Durante la evolución de la salud pública se han identificado tres grandes hechos de carácter casi axiomático, que permiten analizar a la enfermedad como un proceso colectivo y entender el carácter multidisciplinario que requiere una nueva salud pública. El primero se refiere a que la presentación de las enfermedades no sigue un patrón uniforme ni azaroso. En segundo lugar, la salud pública nos ha mostrado que toda sociedad organizada establece, de manera sistemática, una forma de respuesta ante la enfermedad y la muerte. El tercer elemento, apenas recientemente reconocido, se refiere a la intersectorialidad de la salud; ahora sabemos que la salud y la enfermedad son el resultado de una compleja interacción que involucra a las condiciones geográficas, culturales, políticas y económicas que caracterizan a cada sociedad, de manera tal que su área trasciende los límites habituales de lo que suele denominarse el sector salud.

En consecuencia, para la nueva salud pública es indispensable y apremiante emprender todos los esfuerzos posibles para identificar las causas de las enfermedades; adecuar el sistema de salud a las necesidades de la población; concertar la participación multisectorial para abatir las condiciones de vida desfavorables para la salud y viceversa; y para elaborar predicciones de alta calidad que permitan aprovechar al máximo, ahora y en el futuro, los escasos recursos disponibles para la atención de la salud.
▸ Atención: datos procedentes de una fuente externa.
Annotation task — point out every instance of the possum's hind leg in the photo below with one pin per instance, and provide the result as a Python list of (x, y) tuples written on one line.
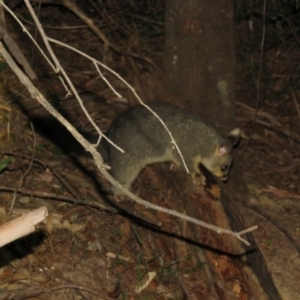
[(124, 175)]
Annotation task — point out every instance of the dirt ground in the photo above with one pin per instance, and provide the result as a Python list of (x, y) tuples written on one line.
[(85, 250)]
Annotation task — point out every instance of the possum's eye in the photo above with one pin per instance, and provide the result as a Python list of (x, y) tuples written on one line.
[(224, 168)]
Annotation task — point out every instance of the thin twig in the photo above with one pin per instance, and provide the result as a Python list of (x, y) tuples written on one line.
[(21, 181)]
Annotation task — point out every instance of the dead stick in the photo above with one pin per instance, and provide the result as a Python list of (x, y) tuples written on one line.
[(21, 226)]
La nueva salud pública, para lograr una efectiva confluencia multidisciplinaria, consolidar un quehacer científico riguroso y plenamente reconocido y ampliar su base de reproducción, creando profesionales plenamente identificados y capaces de contribuir efectivamente al mejoramiento de la salud poblacional, debe trascender sus antiguos problemas y limitaciones.

Por una parte, es necesario ir más allá de la práctica de un sanitarismo reduccionista que, por ignorancia, atienda solamente a los aspectos inmediatos de la expresión de la enfermedad, trascendiendo también el énfasis en el diseño y operación de programas de vigilancia y control que pasan por alto los requerimientos políticos y culturales que determinan su impacto. En segundo lugar, se requiere ir más allá de la práctica de una administración acartonada y obsoleta de los servicios de salud, para entrar en una era de creatividad, basada en el entendimiento de las virtudes y limitaciones que tienen las intervenciones disponibles para reconfigurar continuamente los servicios bajo criterios de equidad, efectividad y eficiencia. Finalmente, es indispensable eludir el espejismo de la simpleza; la salud y la enfermedad son el resultado de procesos muy complejos y el hallazgo de una asociación estadísticamente significativa, la medición simplificada de los niveles de salud y las explicaciones basadas en posturas ideológicas, suelen producir más confusión y conflictos que auténticos beneficios.

El gran reto para consolidar a la nueva salud pública es ampliar las perspectivas de nuestro entendimiento, a contracorriente de la tendencia a fragmentar el saber, con respeto a la pluralidad, pero manteniendo celosamente nuestra capacidad para criticar y aceptar las críticas de nuestros colegas.

 

MALAQUÍAS LÓPEZ CERVANTES M.C., PH.D.*

 

BIBLIOGRAFÍA CONSULTADA

Frenk J. La salud de la población. Hacia una nueva salud pública. México, D.F.: Fondo de Cultura Económica, 1993.

Institute of Medicine. The future of public health. Washington, D.C.: National Academy Press, 1988.

McKinlay J. The promotion of health through planned sociopolitical change: Challenges for research and policy. Soc Sci Med 1993;36:109-117

Skrabanek, P. The poverty of epidemiology. Perspect Biol Med 1992;35: 180-182.

Stallones R. To advance epidemiology. Ann Rev Public Health 1980;1: 69-82.

 

 

* Director del Centro de Investigación en Sistemas de Salud, Instituto Nacional de Salud Pública, México.